One caveat: If you actually build or even Spice this circuit you find the stopband will not follow the monotonic rolloff shown at higher frequencies in the graph. This is because the idealized response calculated, assumes ideal opamps with zero output impedance. At some higher frequency the complex opamp output impedance rises to levels where the overall transfer function allows HF signals to pass through the filter with little attenuation. Worse still opamp nonlinearities,slew rate assymetry etc, may even rectify those signals leading to DC offsets in the filtered DC output that you want to measure. For your particular PWM application this may or may not be an issue depending on opamps chosen,the frequencies used and precision required.

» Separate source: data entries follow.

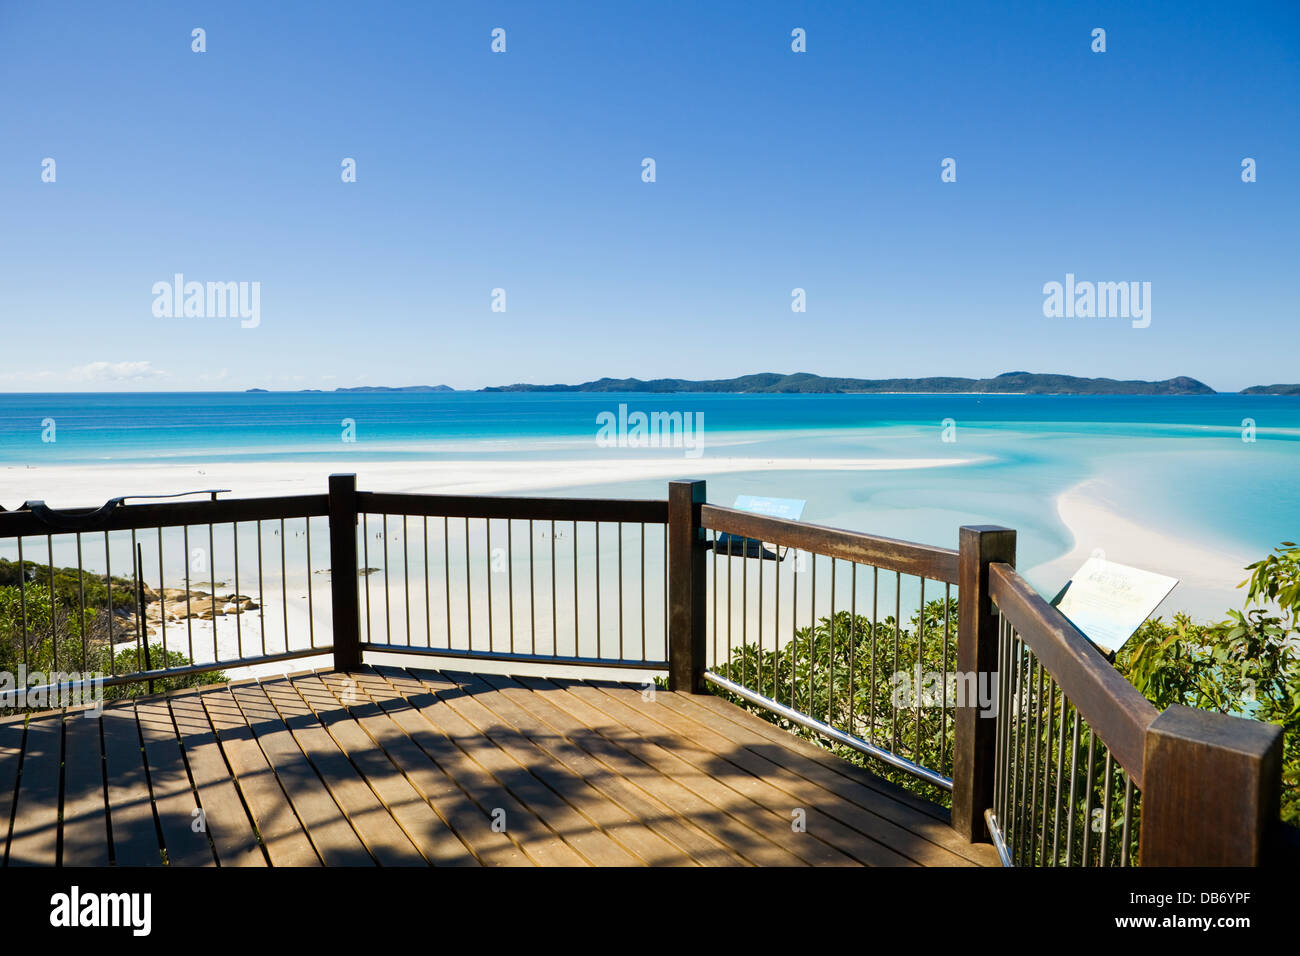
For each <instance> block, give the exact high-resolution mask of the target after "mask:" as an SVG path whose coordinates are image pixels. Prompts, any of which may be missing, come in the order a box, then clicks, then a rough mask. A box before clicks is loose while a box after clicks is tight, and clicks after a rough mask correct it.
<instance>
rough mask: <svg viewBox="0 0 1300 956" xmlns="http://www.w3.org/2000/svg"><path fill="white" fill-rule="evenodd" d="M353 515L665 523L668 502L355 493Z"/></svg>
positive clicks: (427, 494) (653, 499)
mask: <svg viewBox="0 0 1300 956" xmlns="http://www.w3.org/2000/svg"><path fill="white" fill-rule="evenodd" d="M356 507H357V511H361V512H365V514H370V515H378V514H389V515H412V516H425V518H502V519H506V518H512V519H517V520H528V519H533V520H539V522H545V520H555V522H627V523H629V524H641V523H645V524H667V522H668V502H667V501H663V499H656V498H541V497H530V498H524V497H515V496H508V497H507V496H485V494H396V493H387V492H357V493H356Z"/></svg>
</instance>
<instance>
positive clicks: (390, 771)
mask: <svg viewBox="0 0 1300 956" xmlns="http://www.w3.org/2000/svg"><path fill="white" fill-rule="evenodd" d="M0 819H3V821H4V825H5V827H8V829H6V834H5V840H4V861H5V864H6V865H10V866H13V865H57V864H61V865H68V866H104V865H120V866H149V865H161V864H164V862H165V864H170V865H186V866H213V865H220V866H265V865H273V866H313V865H321V864H325V865H331V866H333V865H342V866H354V865H355V866H370V865H381V866H425V865H435V866H477V865H487V866H498V865H615V866H634V865H685V866H689V865H885V866H915V865H923V866H970V865H997V855H996V852H995V851H993V848H992V847H989V845H987V844H970V843H967V842H966V840H965V839H962V838H961V836H959V835H958V834H957V832H956V831H954V830H953V829H952V827H950V826H949V823H948V819H946V816H945V813H944V812H943V810H941V809H940V808H936V806H935V805H932V804H930V803H927V801H924V800H920V799H918V797H914V796H911V795H910V793H907V792H905V791H902V790H900V788H898V787H896V786H893V784H891V783H887V782H883V780H880V779H878V778H875V777H874V775H871V774H868V773H866V771H863V770H861V769H859V767H857V766H853V765H850V763H848V762H845V761H842V760H840V758H837V757H835V756H832V754H829V753H827V752H826V750H823V749H820V748H818V747H814V745H813V744H810V743H809V741H806V740H802V739H798V737H796V736H793V735H790V734H787V732H785V731H783V730H780V728H777V727H775V726H772V724H770V723H767V722H764V721H761V719H758V718H757V717H754V715H751V714H749V713H746V711H744V710H741V709H738V708H736V706H733V705H732V704H729V702H727V701H724V700H722V698H719V697H714V696H708V695H685V693H671V692H667V691H662V689H660V691H658V692H656V693H655V695H654V700H653V701H651V700H646V698H645V697H643V696H642V693H641V689H640V688H636V687H630V685H627V684H620V683H616V682H608V680H558V679H556V680H547V679H541V678H526V676H520V678H504V676H498V675H491V674H467V672H459V671H430V670H420V669H409V670H399V669H391V667H363V669H361V670H359V671H356V672H352V674H343V672H338V671H313V672H307V674H299V675H295V676H291V678H279V679H273V680H269V679H268V680H260V682H259V680H248V682H240V683H231V684H218V685H209V687H204V688H201V689H188V691H178V692H173V693H170V695H165V696H161V695H160V696H151V697H140V698H136V700H135V701H134V702H130V701H120V702H113V704H108V705H105V706H104V710H103V715H101V717H95V715H94V713H90V714H87V713H85V711H82V710H68V711H66V713H64V714H60V713H49V714H38V715H32V717H31V719H30V721H25V719H23V718H21V717H18V718H9V719H6V721H5V722H3V723H0ZM798 819H802V821H803V827H802V829H800V827H798V826H796V823H797V821H798Z"/></svg>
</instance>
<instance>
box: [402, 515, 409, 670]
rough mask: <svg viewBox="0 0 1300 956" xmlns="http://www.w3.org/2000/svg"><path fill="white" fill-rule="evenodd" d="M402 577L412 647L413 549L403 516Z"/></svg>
mask: <svg viewBox="0 0 1300 956" xmlns="http://www.w3.org/2000/svg"><path fill="white" fill-rule="evenodd" d="M402 576H403V579H404V581H406V623H407V646H408V648H409V646H411V548H409V532H408V531H407V516H406V515H402Z"/></svg>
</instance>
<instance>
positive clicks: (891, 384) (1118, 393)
mask: <svg viewBox="0 0 1300 956" xmlns="http://www.w3.org/2000/svg"><path fill="white" fill-rule="evenodd" d="M276 390H277V392H279V390H282V389H276ZM286 390H287V392H324V390H325V389H286ZM246 392H268V389H246ZM333 392H627V393H633V392H641V393H660V394H664V393H692V392H714V393H719V394H807V395H835V394H844V395H848V394H871V393H875V394H900V393H902V394H945V393H946V394H988V395H992V394H1001V395H1216V394H1219V393H1218V392H1216V390H1214V389H1212V388H1210V386H1209V385H1206V384H1205V382H1203V381H1200V380H1197V378H1192V377H1190V376H1186V375H1179V376H1175V377H1173V378H1165V380H1162V381H1141V380H1135V378H1130V380H1118V378H1083V377H1079V376H1074V375H1043V373H1037V372H1004V373H1002V375H998V376H995V377H993V378H961V377H954V376H933V377H930V378H832V377H826V376H820V375H813V373H811V372H796V373H794V375H783V373H780V372H759V373H757V375H742V376H738V377H736V378H706V380H698V381H697V380H690V378H649V380H645V378H597V380H595V381H588V382H582V384H580V385H530V384H516V385H489V386H487V388H482V389H454V388H451V386H450V385H398V386H394V385H357V386H351V388H335V389H333ZM1223 394H1240V395H1300V385H1252V386H1251V388H1248V389H1242V390H1240V392H1238V393H1223Z"/></svg>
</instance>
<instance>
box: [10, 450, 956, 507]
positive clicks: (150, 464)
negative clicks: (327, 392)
mask: <svg viewBox="0 0 1300 956" xmlns="http://www.w3.org/2000/svg"><path fill="white" fill-rule="evenodd" d="M976 460H980V459H978V458H724V457H715V455H708V457H703V458H684V457H681V455H677V457H671V458H669V457H662V458H614V457H608V458H598V459H552V460H529V459H512V460H481V459H474V460H451V462H437V463H428V462H391V460H390V462H364V460H357V462H350V460H339V462H335V463H324V462H300V460H299V462H256V463H221V462H214V463H211V464H190V463H186V464H175V463H157V464H140V463H131V464H95V466H32V467H16V466H10V467H5V468H0V505H3V506H5V507H9V509H14V507H18V506H19V505H21V503H22V502H23V501H26V499H30V498H40V499H44V502H45V503H47V505H49V506H51V507H85V506H92V505H101V503H103V502H104V501H105V499H108V498H110V497H114V496H120V494H149V493H153V494H169V493H174V492H185V490H200V489H208V488H227V489H230V492H231V494H233V496H237V497H248V496H264V494H317V493H324V492H325V490H326V480H328V476H329V473H330V472H355V473H356V476H357V486H359V488H361V489H363V490H374V492H406V493H426V494H432V493H441V494H511V493H524V492H545V490H552V489H558V488H576V486H586V485H598V484H615V483H628V481H645V480H663V481H668V480H671V479H677V477H707V476H710V475H722V473H729V472H761V471H840V472H844V471H909V470H915V468H945V467H953V466H959V464H970V463H974V462H976ZM664 493H667V492H664Z"/></svg>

My blanket solution is to always**Avoid all second order Sallen and Key filters** and use 3rd order versions. These only add a single R + C (passive LPfilter) in front of the above second order filter. That greatly improves the HF roll off and keeps any large HF signals from opamp inputs which usually avoids the opamp-non-linear issues creating DC offsets.
Obscure fact : "slew induced offsets" in opamps can occur well below levels where slew rate limiting is actually occuring. This is internal opamp topology related and hard to predict from opamp data sheets, except that high GBWP opamps are generally better.

• mathscinotes says:

Excellent comment. I have to smile at your comments about slew rate and output impedance. My graduate adviser (Aram Budak) always told me to be wary of these two opamp characteristics. The rectification issue, in particular, is one that has thrown me for a loop a couple of times. I should also mention that many designers (e.g., Jim Williams) would not use this circuit because they have a rule that they "always invert" in order to avoid CMRR issues.

mark

2. Tim Hughes says:

>>I should also mention that many designers (e.g., Jim Williams) would not use this circuit because they have a rule that they "always invert" in order to avoid CMRR issues.<<
I agree in general that inverting amplifiers are better in many applications but there are some other trade-offs as well. This circuit at least for the unity gain versions may have lower noise gain and lower drift than some topologies. The third order version is also better for reduced common mode errors due to common mode slew rate. Inverting filters often have more matched parts in filter so that maybe why Sallen and Key filters are popular. A general criticism of Sallen and key filters is the component sensitivity can be worse than some other filter topologies and somewhat counter intuitively, as far as I remember, the GBP sensitivity is worse for these.
An obscure argument is sometimes made that you should always choose odd order filters but I can't remember the rationale.